Paperbaum is a decentralized academic paper publishing and verification system built on a custom Substrate-based parachain. It addresses issues of authorship verification, restricted access, and inefficient paper linking in academic publishing.
Link to the slides: here
- Substrate Parachain: Custom runtime for paper metadata storage in a merkle tree and verification.
- IPFS Integration: Decentralized storage for full paper content.
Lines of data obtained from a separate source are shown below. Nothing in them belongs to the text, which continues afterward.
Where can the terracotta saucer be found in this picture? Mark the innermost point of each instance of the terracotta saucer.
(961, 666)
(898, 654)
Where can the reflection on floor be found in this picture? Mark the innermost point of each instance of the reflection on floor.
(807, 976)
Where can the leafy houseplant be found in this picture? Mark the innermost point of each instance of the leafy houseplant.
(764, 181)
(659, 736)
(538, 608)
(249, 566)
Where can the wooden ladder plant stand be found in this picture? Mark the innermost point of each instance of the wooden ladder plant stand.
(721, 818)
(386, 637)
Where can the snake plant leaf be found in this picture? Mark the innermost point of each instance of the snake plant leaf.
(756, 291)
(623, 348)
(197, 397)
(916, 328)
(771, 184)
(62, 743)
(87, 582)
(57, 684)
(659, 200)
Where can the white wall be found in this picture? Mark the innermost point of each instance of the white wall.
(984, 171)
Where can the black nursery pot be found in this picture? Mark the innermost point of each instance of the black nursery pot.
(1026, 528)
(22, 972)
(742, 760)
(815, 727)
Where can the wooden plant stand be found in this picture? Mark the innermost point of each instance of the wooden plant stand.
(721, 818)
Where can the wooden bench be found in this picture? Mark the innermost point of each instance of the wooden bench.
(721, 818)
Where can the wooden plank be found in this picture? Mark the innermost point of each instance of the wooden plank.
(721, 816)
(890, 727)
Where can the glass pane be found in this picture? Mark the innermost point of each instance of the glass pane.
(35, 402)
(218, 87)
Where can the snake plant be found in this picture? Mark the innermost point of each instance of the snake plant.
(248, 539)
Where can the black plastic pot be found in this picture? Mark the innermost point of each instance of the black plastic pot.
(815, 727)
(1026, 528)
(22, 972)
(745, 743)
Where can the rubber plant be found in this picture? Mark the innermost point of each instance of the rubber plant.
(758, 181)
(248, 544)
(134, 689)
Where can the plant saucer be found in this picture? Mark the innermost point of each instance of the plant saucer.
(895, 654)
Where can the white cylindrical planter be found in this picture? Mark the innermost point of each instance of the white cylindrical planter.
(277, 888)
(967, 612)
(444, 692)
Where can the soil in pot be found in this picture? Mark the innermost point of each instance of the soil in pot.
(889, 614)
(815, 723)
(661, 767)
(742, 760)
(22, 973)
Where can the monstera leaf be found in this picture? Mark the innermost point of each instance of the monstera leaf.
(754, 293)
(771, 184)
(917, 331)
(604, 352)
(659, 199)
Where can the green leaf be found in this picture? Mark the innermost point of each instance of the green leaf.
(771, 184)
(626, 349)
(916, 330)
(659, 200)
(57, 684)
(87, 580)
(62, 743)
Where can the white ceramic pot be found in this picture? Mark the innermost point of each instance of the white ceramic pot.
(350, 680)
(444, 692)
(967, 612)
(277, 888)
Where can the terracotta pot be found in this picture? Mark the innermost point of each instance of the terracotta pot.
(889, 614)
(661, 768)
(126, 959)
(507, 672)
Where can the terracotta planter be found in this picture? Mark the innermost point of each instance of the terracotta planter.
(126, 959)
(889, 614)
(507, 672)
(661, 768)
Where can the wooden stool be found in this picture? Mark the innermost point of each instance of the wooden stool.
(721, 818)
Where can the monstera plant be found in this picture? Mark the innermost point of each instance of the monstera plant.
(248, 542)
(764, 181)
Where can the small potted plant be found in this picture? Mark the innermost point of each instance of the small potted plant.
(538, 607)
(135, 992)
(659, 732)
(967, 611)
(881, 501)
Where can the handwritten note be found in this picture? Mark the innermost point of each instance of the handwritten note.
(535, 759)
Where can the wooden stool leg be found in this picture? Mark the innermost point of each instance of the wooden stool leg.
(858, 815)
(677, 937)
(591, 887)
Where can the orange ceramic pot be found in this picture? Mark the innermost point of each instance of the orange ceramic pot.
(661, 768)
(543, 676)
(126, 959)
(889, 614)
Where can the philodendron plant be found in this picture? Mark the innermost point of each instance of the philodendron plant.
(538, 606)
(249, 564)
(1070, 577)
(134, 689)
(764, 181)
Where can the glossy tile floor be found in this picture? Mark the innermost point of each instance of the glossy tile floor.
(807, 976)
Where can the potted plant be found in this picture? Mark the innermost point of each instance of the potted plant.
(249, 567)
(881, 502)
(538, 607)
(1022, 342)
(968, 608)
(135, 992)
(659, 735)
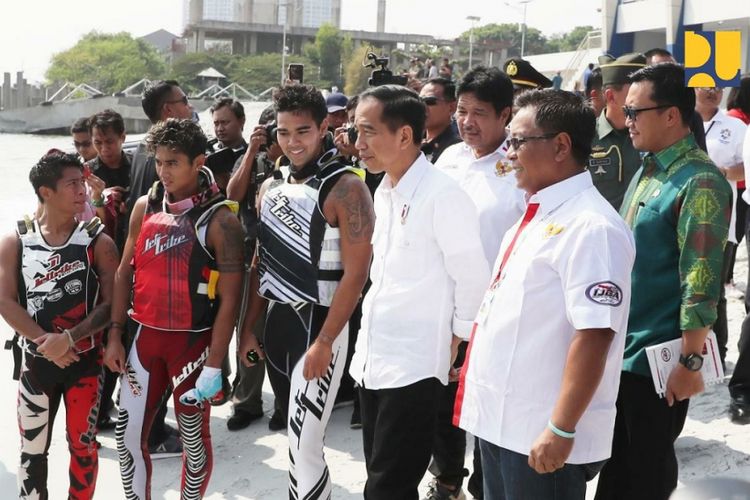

- Vector Similarity Engine: NLP-based system for semantic paper linking.
The core of Paperbaum is built on a custom Substrate parachain, providing a robust and flexible foundation for academic paper management and verification. The custom pallet uses a Merkle tree to natively link papers together. This pallet provides functionality for:
- Managing a Merkle tree of paper hashes
- Verifying Merkle proofs
- Storing and retrieving paper metadata
- Enforcing size limits on various paper attributes
Paperbaum leverages the InterPlanetary File System (IPFS) for decentralized storage of full paper content. This integration ensures that papers are stored in a distributed, content-addressed manner, enhancing accessibility and permanence.
Paperbaum implements a vector similarity engine for semantic paper linking. This system uses OpenAI's text embedding model to generate vector representations of papers, enabling efficient similarity searches. The generateEmbedding
function creates a vector representation of text, while cosineSimilarity computes the similarity between two vectors.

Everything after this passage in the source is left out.